He called for the government and Internet community to play a role in developing a responsible cyber society, where Netizens must do more to establish and enforce acceptable online behavior.
I couldn't help but smile wryly as I watched the news broadcast of Lui saying his piece at the parliament session. Gosh, sensitive guy, I thought...must be his first visit to the blogosphere if he was really startled by the "unkind" environment.
Needless to say, Lui's high-level complaint has invited even more "unkind" remarks from local bloggers.
Fortunately, or unfortunately for my bank account, I'm not a celebrity so my life isn't worth being put under public scrutiny. But having chosen a career as a journalist, I'm not exactly living in total obscurity either. My byline is Google-able, my work freely accessible on the public domain, and hence, open for criticism--and sometimes, harsh criticism.
I've had hate mail and "unkind" insults hurled at me, and I'd be lying if I said I didn't lose sleep each time that happens. But, gradually over the years, I learnt to lose fewer hours of sleep over it and have grown a thicker skin to cope with any potential verbal abuse.
Clogged with people from all walks of life and multiple personalities, the blogosphere isn't a place for the overly-sensitive souls.
Are some bloggers vicious with their comments? Certainly. Are they at times absolutely brutal in their insults? Most definitely. But, you take the good, along with the bad…you can't have one without the other--the world doesn't work that way. Just as it spawned disturbed minds like Adolf Hitler and Saddam Hussein, it also created great ones like The Beatles, Chopin and Leonardo da Vinci.

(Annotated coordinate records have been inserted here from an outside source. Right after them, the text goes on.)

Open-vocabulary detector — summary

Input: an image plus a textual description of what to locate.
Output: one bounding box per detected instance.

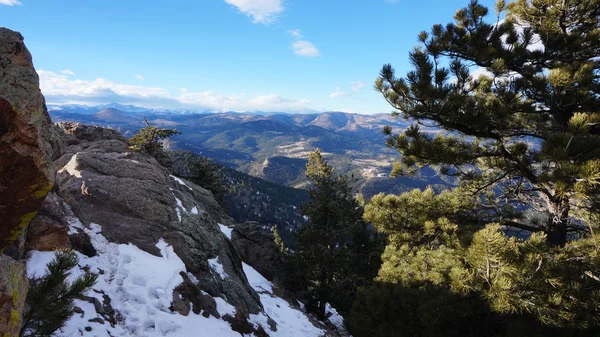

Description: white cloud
[225,0,283,24]
[38,70,311,112]
[178,91,310,112]
[329,87,350,98]
[350,81,365,92]
[292,40,319,57]
[288,29,302,39]
[0,0,22,6]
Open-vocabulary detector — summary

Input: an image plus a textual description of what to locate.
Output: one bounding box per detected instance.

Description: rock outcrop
[0,28,59,252]
[0,28,60,337]
[231,222,283,284]
[45,123,262,313]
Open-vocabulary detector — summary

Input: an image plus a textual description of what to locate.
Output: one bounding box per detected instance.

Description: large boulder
[231,221,283,284]
[0,28,59,252]
[0,28,60,336]
[48,123,262,313]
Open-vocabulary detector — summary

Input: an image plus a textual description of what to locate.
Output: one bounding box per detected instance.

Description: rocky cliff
[0,29,341,337]
[26,122,346,337]
[0,28,60,336]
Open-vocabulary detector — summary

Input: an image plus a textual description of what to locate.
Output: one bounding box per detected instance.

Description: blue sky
[0,0,493,113]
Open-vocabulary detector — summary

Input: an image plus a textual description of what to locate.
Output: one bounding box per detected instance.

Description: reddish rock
[0,28,59,252]
[0,28,60,337]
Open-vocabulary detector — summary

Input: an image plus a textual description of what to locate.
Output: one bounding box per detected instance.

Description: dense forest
[88,0,600,337]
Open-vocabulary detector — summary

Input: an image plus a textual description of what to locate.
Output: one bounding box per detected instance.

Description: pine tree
[294,150,379,320]
[350,188,600,337]
[129,116,181,156]
[352,0,600,337]
[376,0,600,246]
[20,251,97,337]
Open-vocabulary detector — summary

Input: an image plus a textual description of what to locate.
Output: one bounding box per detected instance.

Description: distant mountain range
[50,103,447,197]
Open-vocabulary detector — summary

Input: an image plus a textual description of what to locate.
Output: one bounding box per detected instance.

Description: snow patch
[208,257,229,280]
[27,221,343,337]
[27,224,240,337]
[219,223,233,240]
[242,263,325,337]
[170,175,193,191]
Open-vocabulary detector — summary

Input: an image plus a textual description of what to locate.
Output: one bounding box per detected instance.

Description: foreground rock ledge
[0,28,59,337]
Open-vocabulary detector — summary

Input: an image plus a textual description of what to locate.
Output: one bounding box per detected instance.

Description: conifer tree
[294,150,379,320]
[129,116,181,155]
[20,251,97,337]
[352,0,600,337]
[376,0,600,246]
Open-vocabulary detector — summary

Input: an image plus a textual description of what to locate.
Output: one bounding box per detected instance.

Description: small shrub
[129,117,181,152]
[20,251,98,337]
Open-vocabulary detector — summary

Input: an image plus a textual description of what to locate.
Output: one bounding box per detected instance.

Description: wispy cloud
[292,40,320,57]
[225,0,284,24]
[288,29,302,39]
[329,87,350,98]
[0,0,22,6]
[350,81,365,92]
[38,70,311,112]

By no means do I condone bloggers or Netizens who think nothing about launching spite-filled attacks at another human being.

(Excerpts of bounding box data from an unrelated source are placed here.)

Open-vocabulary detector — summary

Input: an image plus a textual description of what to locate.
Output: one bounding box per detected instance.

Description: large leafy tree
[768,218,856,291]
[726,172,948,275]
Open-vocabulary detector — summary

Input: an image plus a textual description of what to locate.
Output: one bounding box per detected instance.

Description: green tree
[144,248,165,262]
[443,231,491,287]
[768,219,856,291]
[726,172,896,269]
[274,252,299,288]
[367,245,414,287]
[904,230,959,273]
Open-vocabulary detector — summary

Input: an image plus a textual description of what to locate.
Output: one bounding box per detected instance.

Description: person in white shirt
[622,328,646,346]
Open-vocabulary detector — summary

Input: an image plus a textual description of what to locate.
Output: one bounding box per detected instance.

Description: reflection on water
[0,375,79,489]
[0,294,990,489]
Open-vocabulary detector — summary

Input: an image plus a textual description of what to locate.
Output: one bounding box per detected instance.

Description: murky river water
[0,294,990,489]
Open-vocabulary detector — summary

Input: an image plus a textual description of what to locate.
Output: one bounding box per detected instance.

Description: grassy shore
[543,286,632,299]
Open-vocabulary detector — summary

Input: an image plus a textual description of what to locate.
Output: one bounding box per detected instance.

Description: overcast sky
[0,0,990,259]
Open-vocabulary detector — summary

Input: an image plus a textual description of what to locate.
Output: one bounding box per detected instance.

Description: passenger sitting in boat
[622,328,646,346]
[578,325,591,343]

Relentless vicious online flaming and lynching can lead to serious consequences, especially when you read about real-life accounts of how cyber bullies have driven some teenagers to suicide. Celebrities in countries like Korea, have also ended their lives in despair after being hounded incessantly by Internet rumors.

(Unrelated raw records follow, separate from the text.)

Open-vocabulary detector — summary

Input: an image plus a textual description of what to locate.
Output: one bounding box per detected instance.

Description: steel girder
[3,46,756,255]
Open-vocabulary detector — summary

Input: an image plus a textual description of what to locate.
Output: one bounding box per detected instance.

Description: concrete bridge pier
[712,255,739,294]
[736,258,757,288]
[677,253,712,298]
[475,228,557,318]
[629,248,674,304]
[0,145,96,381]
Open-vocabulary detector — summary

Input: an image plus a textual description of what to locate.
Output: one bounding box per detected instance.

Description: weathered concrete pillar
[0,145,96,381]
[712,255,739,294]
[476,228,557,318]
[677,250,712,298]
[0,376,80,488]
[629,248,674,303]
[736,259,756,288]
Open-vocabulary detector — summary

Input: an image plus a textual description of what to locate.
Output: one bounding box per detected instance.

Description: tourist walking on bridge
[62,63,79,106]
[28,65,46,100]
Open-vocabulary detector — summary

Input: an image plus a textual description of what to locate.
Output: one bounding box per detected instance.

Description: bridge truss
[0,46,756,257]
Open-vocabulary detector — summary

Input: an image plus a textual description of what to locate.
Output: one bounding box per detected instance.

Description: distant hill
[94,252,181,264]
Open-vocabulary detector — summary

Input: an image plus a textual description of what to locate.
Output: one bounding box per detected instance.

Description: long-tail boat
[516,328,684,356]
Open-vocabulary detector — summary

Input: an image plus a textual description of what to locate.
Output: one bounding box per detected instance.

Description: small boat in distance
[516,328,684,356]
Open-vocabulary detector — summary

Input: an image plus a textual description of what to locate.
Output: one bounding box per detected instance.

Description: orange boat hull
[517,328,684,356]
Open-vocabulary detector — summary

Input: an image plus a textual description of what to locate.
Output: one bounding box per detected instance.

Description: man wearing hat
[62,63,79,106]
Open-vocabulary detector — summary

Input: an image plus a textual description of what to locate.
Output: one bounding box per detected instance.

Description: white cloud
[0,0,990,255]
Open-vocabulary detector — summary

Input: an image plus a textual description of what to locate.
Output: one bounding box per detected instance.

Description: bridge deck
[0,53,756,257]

What I'm espousing is for everyone to take criticisms with a pinch of resilience and learn to defend themselves when necessary. Not all criticisms are nasty. In fact, when stripped down to the bare facts, most are actually constructive and reflect true sentiments from the ground.
And when the comments do get too "unkind" and to a point where the targeted victims are contemplating suicide, or fantasizing excessively about initiating a revenge-killing spree, they must then realize that there are more rational alternatives like taking legal action or going to the authorities for help.
Sure, perhaps more of us should stand up for fellow Netizens and there will be occasions where such squabbles can be better resolved this way. But a more conducive approach would be for individuals to be self-reliant and resilient.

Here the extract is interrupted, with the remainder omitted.